Jonas Steinacker: Ich habe im Voraus viel im Internet recherchiert und mir Filme aus den 60er Jahren angesehen. Dann bin ich mehrere Tage durch die FTA gelaufen. Die Inspiration kommt dort, zwischen all den historischen Gegenständen, von ganz alleine.

Was hat euch in der FTA und im gesamten Bereich Ausstattung am meisten überrascht?

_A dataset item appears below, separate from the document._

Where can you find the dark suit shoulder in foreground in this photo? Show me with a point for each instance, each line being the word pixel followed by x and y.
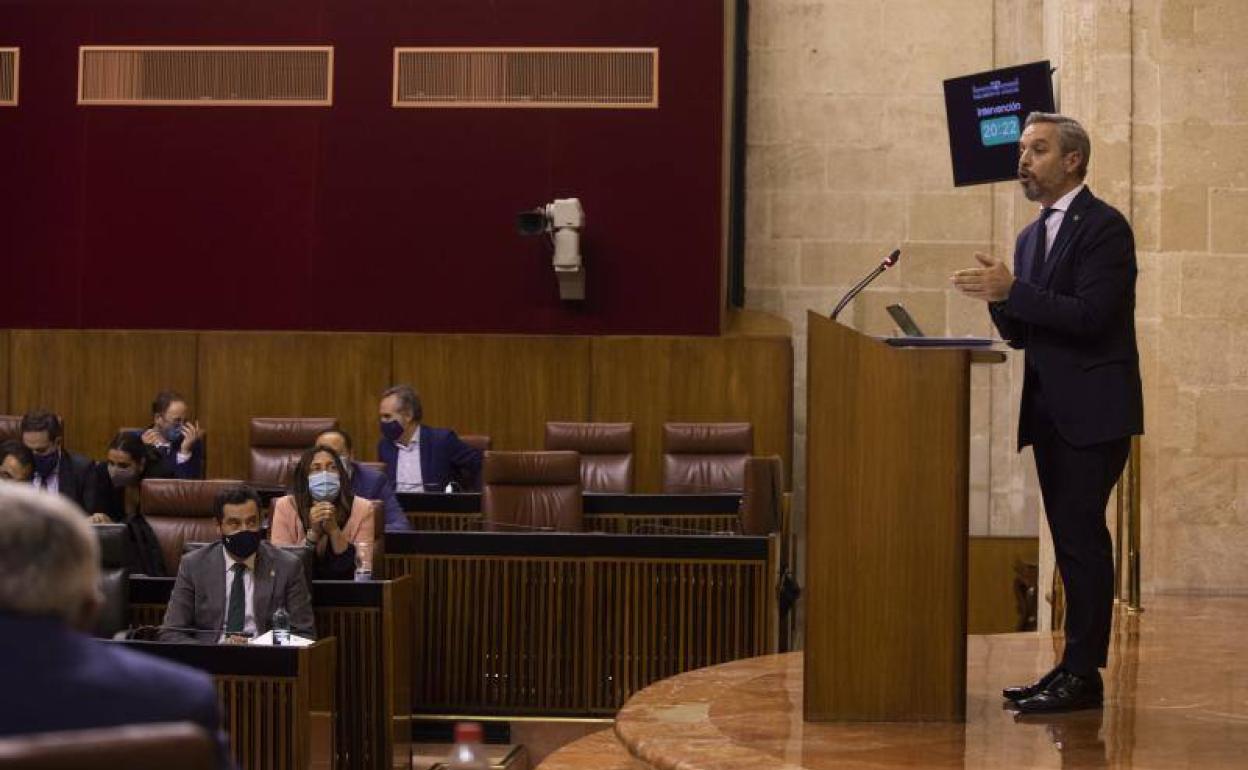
pixel 59 679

Christina Schmid: Mich hat am meisten überrascht, dass man wirklich alle Epochen wiederfindet. In der Möbelabteilung haben mich die ägyptischen oder römischen Liegen sehr überrascht, da man an so etwas gar nicht denkt. Aber natürlich werden auch Filme oder Dokumentationen über diese Zeit gedreht, dann braucht man da natürlich auch die Ausstattung dafür. Ich werde auch demnächst einen historischen Film drehen, der Ende des zweiten Weltkrieges spielt. Da freue ich mich schon auf die Austattung, das wird sicher spannend!

 

Jonas Steinacker: Dass es dort eine ganze Abteilung mit Plastikessen gibt. Ich habe vorher nie darüber nachgedacht, dass es sowas bei Filmen geben könnte.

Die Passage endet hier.